In business, there's a requirement to have the entity's performance represented in numerical reports called financials. Despite this, the full potential of the information the numbers represent is seldom communicated in whole or understood by the reader.
This may be one of the reasons why businesses grow to a certain performance level and then stagnate - neither growing nor declining.
The numbers are able to describe matters pertaining to the following areas:
- The asset base and the level of liabilities
- The profitability of the entity
- Cash flow
- The earnings per share
- Share value
- Units in production
- Internal cost controls
- Ratio analysis
- Cost-Volume-Profit Analysis
- Forecasting methods
- Operations budgeting
- Cash management
- Capital budgeting
- Tax planning
The bulk of these elements seldom forms a part of the discussion at yearly AGMs/management meetings if they are held.
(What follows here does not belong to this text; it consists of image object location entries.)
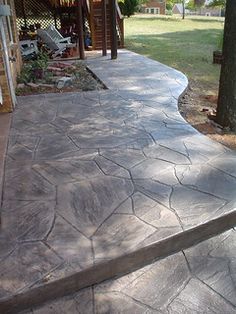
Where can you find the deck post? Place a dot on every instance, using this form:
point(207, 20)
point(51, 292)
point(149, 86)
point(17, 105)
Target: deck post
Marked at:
point(104, 27)
point(80, 30)
point(114, 43)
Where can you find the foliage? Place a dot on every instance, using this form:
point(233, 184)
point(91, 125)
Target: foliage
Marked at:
point(170, 4)
point(217, 3)
point(220, 41)
point(128, 7)
point(199, 3)
point(25, 75)
point(41, 62)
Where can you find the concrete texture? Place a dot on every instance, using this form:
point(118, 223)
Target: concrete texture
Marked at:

In short, we leave money on the table, even when professionals are paid to guide us through the process. These numbers can and should be used as a means for setting goals and then reviewing to see how close we have come to realising them.
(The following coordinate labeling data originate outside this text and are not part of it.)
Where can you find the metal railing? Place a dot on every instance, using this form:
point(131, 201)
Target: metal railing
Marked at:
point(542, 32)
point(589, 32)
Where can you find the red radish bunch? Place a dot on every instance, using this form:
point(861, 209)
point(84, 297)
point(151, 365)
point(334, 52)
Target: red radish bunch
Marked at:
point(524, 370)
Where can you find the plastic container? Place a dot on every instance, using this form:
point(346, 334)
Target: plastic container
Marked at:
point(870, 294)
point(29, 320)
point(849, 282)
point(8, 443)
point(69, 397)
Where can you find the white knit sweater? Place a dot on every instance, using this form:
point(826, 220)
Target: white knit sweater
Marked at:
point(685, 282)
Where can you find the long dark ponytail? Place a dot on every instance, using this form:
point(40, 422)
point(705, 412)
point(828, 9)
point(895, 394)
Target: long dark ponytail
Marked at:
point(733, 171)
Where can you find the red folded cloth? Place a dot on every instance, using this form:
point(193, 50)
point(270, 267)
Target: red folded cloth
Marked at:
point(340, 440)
It is time to stop playing business and get the necessary professionals on your team to help you navigate what you don't know. No one knows everything. Some of the best use of the business' resources is to invest in the use of professionals to which you have access to enable you to make and save your business' money. Too many people are seeking to do business on the cheap, which isn't budgeting by any stretch of the imagination.
If you don't understand some of the areas listed above, then please seek out your professionals to enable you to obtain clarity. Learn how to make the numbers of your business work for your benefit.